Clustering of Luminous Red Galaxies IV: Baryon Acoustic Peak in the Line-of-Sight Direction and a Direct Measurement of H(z)

TL;DR

This paper detects the baryon acoustic peak in galaxy clustering data, enabling a direct measurement of the Hubble parameter H(z) at multiple redshifts, which improves understanding of cosmic expansion.

Contribution

It presents the first direct radial measurement of H(z) using BAO peak position in galaxy clustering data, independent of previous spherically averaged methods.

Findings

Detection of a BAO peak at ~110 Mpc/h in galaxy correlation data.

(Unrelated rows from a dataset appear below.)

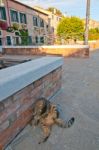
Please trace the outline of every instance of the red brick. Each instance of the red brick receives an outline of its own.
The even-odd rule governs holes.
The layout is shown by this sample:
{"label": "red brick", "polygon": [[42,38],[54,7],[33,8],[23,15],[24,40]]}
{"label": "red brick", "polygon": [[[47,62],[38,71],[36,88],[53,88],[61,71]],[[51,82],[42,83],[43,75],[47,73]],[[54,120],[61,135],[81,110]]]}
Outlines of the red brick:
{"label": "red brick", "polygon": [[0,124],[2,124],[8,117],[7,111],[0,113]]}
{"label": "red brick", "polygon": [[[32,105],[39,97],[51,97],[61,87],[61,68],[46,75],[4,100],[0,114],[0,144],[4,147],[28,123],[32,117]],[[8,126],[8,121],[9,126]],[[6,129],[7,128],[7,129]]]}
{"label": "red brick", "polygon": [[5,109],[4,103],[0,102],[0,113]]}
{"label": "red brick", "polygon": [[9,120],[6,120],[5,122],[3,122],[1,125],[0,125],[0,132],[4,131],[5,129],[7,129],[10,125],[10,122]]}
{"label": "red brick", "polygon": [[3,101],[4,107],[5,107],[5,108],[8,108],[9,106],[11,106],[12,101],[13,101],[13,96],[10,96],[9,98],[5,99],[5,100]]}
{"label": "red brick", "polygon": [[33,83],[33,85],[34,85],[34,88],[36,88],[36,87],[38,87],[38,86],[40,86],[41,84],[42,84],[42,78],[41,79],[39,79],[39,80],[37,80],[37,81],[35,81],[34,83]]}
{"label": "red brick", "polygon": [[8,144],[12,138],[16,136],[16,134],[24,128],[24,126],[31,120],[32,110],[28,109],[21,114],[21,116],[10,126],[8,129],[4,130],[0,134],[0,144],[3,147]]}
{"label": "red brick", "polygon": [[9,108],[6,108],[1,114],[0,114],[0,124],[4,122],[11,114],[16,112],[17,109],[20,108],[20,105],[14,105],[12,104]]}
{"label": "red brick", "polygon": [[3,146],[0,144],[0,150],[3,150]]}

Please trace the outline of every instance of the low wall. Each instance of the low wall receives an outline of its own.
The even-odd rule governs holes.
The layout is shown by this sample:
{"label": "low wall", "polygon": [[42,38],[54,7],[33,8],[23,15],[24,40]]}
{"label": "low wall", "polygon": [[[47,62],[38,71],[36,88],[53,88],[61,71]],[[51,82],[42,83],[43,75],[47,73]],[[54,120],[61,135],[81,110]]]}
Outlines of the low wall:
{"label": "low wall", "polygon": [[15,46],[4,47],[3,53],[15,55],[59,55],[64,57],[89,57],[89,46],[58,45],[58,46]]}
{"label": "low wall", "polygon": [[[83,45],[84,41],[77,41],[77,44]],[[95,50],[99,48],[99,40],[88,41],[90,50]]]}
{"label": "low wall", "polygon": [[99,49],[99,40],[89,41],[89,45],[91,50]]}
{"label": "low wall", "polygon": [[31,120],[34,101],[61,88],[62,63],[43,57],[0,71],[0,150]]}

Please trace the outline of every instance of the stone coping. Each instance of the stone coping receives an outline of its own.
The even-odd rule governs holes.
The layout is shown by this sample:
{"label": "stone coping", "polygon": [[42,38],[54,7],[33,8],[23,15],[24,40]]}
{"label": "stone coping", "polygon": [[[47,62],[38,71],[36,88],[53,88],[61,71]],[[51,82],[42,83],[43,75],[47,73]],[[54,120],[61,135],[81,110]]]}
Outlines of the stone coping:
{"label": "stone coping", "polygon": [[0,70],[0,101],[62,66],[62,57],[42,57]]}
{"label": "stone coping", "polygon": [[3,46],[3,48],[89,48],[89,45]]}

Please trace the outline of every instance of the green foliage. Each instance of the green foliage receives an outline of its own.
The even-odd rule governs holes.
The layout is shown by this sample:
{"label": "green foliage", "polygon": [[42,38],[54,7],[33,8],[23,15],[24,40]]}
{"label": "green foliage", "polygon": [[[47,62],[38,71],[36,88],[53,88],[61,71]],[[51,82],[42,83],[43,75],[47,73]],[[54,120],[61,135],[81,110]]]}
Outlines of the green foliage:
{"label": "green foliage", "polygon": [[26,29],[21,29],[20,31],[20,36],[21,36],[21,40],[22,40],[22,45],[28,45],[29,40],[28,40],[28,30]]}
{"label": "green foliage", "polygon": [[89,30],[89,40],[99,40],[99,28]]}
{"label": "green foliage", "polygon": [[13,29],[16,31],[16,30],[18,30],[19,29],[19,24],[17,24],[17,23],[13,23]]}
{"label": "green foliage", "polygon": [[55,8],[55,7],[49,7],[47,10],[52,12],[52,13],[54,13],[54,10],[55,10],[56,11],[56,15],[62,16],[62,12],[59,9]]}
{"label": "green foliage", "polygon": [[57,35],[65,40],[82,40],[84,35],[84,24],[80,18],[63,17],[58,24]]}
{"label": "green foliage", "polygon": [[13,29],[13,27],[8,27],[6,31],[7,31],[7,32],[14,33],[14,29]]}
{"label": "green foliage", "polygon": [[16,35],[16,36],[20,36],[20,32],[19,32],[19,31],[16,31],[16,32],[15,32],[15,35]]}

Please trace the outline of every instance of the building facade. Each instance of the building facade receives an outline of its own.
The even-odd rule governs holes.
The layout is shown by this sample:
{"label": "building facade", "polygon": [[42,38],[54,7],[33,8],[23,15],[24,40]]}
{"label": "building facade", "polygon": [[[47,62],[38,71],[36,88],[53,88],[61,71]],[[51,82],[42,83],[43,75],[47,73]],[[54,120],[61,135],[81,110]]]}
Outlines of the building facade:
{"label": "building facade", "polygon": [[89,28],[90,29],[92,29],[92,28],[99,28],[99,21],[90,19],[90,21],[89,21]]}
{"label": "building facade", "polygon": [[50,33],[53,33],[53,35],[57,34],[57,25],[60,22],[60,20],[62,19],[62,16],[59,16],[56,14],[56,9],[54,9],[53,12],[50,12],[48,10],[45,10],[41,7],[34,7],[36,10],[44,12],[48,15],[48,19],[49,19],[49,24],[50,24]]}
{"label": "building facade", "polygon": [[0,45],[49,43],[49,15],[15,0],[0,0]]}
{"label": "building facade", "polygon": [[[86,23],[86,20],[83,19],[84,24]],[[89,29],[99,28],[99,21],[90,19],[89,20]]]}

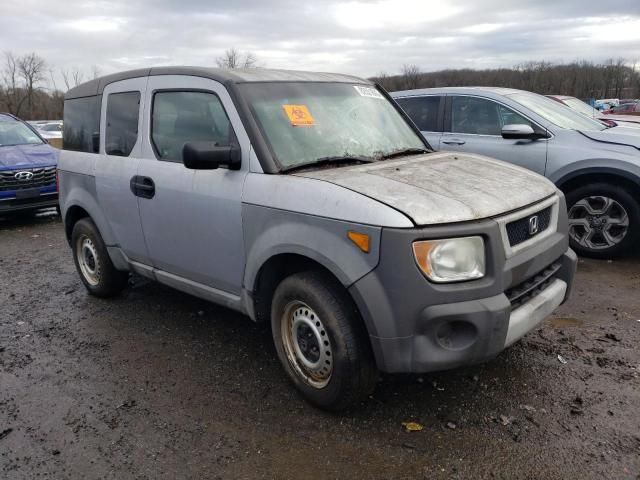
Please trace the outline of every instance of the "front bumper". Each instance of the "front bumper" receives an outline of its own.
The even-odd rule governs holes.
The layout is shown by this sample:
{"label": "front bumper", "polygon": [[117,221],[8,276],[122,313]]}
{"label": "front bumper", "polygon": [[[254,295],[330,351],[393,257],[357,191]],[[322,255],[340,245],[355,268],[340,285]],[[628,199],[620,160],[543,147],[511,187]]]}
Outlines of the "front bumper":
{"label": "front bumper", "polygon": [[[411,255],[399,254],[410,252],[416,239],[478,234],[487,246],[487,274],[479,280],[433,284]],[[509,258],[500,238],[493,220],[417,233],[383,231],[378,267],[350,288],[380,370],[429,372],[488,360],[568,298],[577,257],[568,247],[565,220],[557,232]]]}
{"label": "front bumper", "polygon": [[0,199],[0,213],[24,212],[58,205],[58,192],[42,193],[37,197]]}

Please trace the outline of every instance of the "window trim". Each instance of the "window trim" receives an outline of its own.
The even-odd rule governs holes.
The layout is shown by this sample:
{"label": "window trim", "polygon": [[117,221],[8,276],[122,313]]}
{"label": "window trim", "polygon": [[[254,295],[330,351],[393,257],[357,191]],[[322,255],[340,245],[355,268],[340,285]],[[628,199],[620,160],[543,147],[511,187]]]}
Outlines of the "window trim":
{"label": "window trim", "polygon": [[[229,128],[233,133],[234,142],[229,142],[229,145],[236,146],[238,147],[238,149],[240,149],[240,142],[238,142],[238,136],[236,135],[236,131],[233,128],[233,123],[231,122],[231,118],[229,117],[229,112],[227,112],[227,109],[224,108],[224,103],[222,102],[220,95],[218,95],[216,92],[214,92],[213,90],[207,90],[206,88],[157,88],[157,89],[151,90],[151,108],[149,110],[149,144],[151,145],[151,149],[153,150],[153,154],[155,155],[156,160],[158,160],[159,162],[183,163],[181,160],[169,160],[169,159],[160,158],[160,155],[158,153],[158,148],[156,147],[156,144],[153,141],[153,112],[155,110],[155,105],[156,105],[156,94],[171,93],[171,92],[208,93],[210,95],[214,95],[218,99],[218,102],[222,107],[222,111],[224,112],[225,116],[227,117],[227,120],[229,121]],[[220,168],[226,168],[226,166],[221,165]]]}
{"label": "window trim", "polygon": [[[128,155],[114,155],[112,153],[107,152],[107,129],[109,128],[109,99],[111,98],[111,95],[121,95],[121,94],[127,94],[127,93],[138,94],[138,123],[136,124],[136,142],[133,144],[133,147],[131,147],[131,151],[129,152]],[[100,102],[100,104],[102,105],[102,102]],[[144,114],[144,112],[141,107],[142,107],[142,91],[141,90],[115,91],[107,94],[107,105],[104,112],[104,122],[105,122],[104,123],[104,154],[105,155],[109,157],[120,157],[120,158],[131,157],[131,153],[133,153],[133,150],[135,149],[136,144],[142,139],[142,136],[140,135],[140,118],[141,118],[141,115]]]}
{"label": "window trim", "polygon": [[491,97],[486,97],[483,95],[473,95],[470,93],[447,93],[447,100],[446,100],[446,110],[445,110],[445,130],[443,133],[448,133],[451,135],[469,135],[469,136],[473,136],[473,137],[491,137],[491,138],[502,138],[502,135],[488,135],[488,134],[484,134],[484,133],[461,133],[461,132],[452,132],[451,131],[451,122],[452,122],[452,115],[451,112],[453,111],[453,98],[454,97],[474,97],[474,98],[481,98],[483,100],[488,100],[490,102],[494,102],[497,103],[498,105],[501,105],[505,108],[508,108],[509,110],[513,110],[514,112],[516,112],[518,115],[520,115],[521,117],[524,117],[525,119],[527,119],[529,122],[531,122],[533,125],[535,125],[536,127],[538,127],[542,132],[546,132],[546,134],[548,135],[547,138],[540,138],[538,140],[551,140],[555,135],[548,129],[548,128],[544,128],[543,126],[541,126],[538,122],[535,122],[533,120],[531,120],[531,118],[529,118],[529,115],[526,115],[524,113],[522,113],[521,111],[519,111],[518,109],[512,107],[511,105],[507,105],[504,102],[501,102],[500,100],[496,100],[495,98],[491,98]]}
{"label": "window trim", "polygon": [[[439,103],[438,103],[438,113],[437,113],[437,117],[436,117],[436,130],[420,130],[420,126],[416,125],[416,127],[418,128],[418,130],[420,130],[420,133],[425,132],[425,133],[444,133],[444,112],[445,112],[445,101],[446,101],[446,95],[442,94],[442,93],[429,93],[426,95],[405,95],[402,97],[394,97],[393,100],[400,105],[399,100],[404,100],[407,98],[427,98],[427,97],[438,97],[440,99]],[[402,105],[400,105],[400,108],[402,108]],[[402,108],[404,110],[404,108]],[[406,112],[405,112],[406,113]],[[409,117],[409,114],[407,113],[407,116]],[[413,119],[411,117],[409,117],[409,119],[415,124],[415,122],[413,121]]]}

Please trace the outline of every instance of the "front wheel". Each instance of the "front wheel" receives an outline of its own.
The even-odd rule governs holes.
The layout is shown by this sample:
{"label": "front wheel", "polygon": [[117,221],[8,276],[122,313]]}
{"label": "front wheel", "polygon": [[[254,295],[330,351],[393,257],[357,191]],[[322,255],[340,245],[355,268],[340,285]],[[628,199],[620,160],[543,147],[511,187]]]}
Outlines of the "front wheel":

First direct measurement of H(z) at multiple redshifts from BAO in the radial direction.

H(z=0.24)=79.69±2.32 km/s/Mpc, H(z=0.43)=86.45±3.27 km/s/Mpc.

Abstract

We study the clustering of LRG galaxies in the latest spectroscopic SDSS data releases, DR6 and DR7, which sample over 1 Gpc^3/h^3 to z=0.47. The 2-point correlation function $\xisp$ is estimated as a function of perpendicular $\sigma$ and line-of-sight $\pi$ (radial) directions. We find a significant detection of a peak at $r\simeq 110$Mpc/h, which shows as a circular ring in the $\sigma-\pi$ plane. There is also significant evidence for a peak along the radial direction whose shape is consistent with its originating from the recombination-epoch baryon acoustic oscillations (BAO). A $\xisp$ model with no radial BAO peak is disfavored at $3.2\sigma$, whereas a model with no magnification bias is disfavored at $2\sigma$. The radial data enable, for the first time, a direct measurement of the Hubble parameter $H(z)$ as a function of redshift. This is independent from earlier BAO measurements which used the spherically averaged (monopole) correlation to constrain an integral of $H(z)$. Using the BAO peak position as a standard ruler in the radial direction, we find: $H(z=0.24)= 79.69 \pm 2.32 (\pm 1.29)$ km/s/Mpc for z=0.15-0.30 and $H(z=0.43)= 86.45 \pm 3.27 (\pm 1.69)$ km/s/Mpc for $z=0.40-0.47$. The first error is a model independent statistical estimation and the second accounts for systematics both in the measurements and in the model. For the full sample, $z=0.15-0.47$, we find $H(z=0.34)= 83.80 \pm 2.96 (\pm 1.59)$ km/s/Mpc.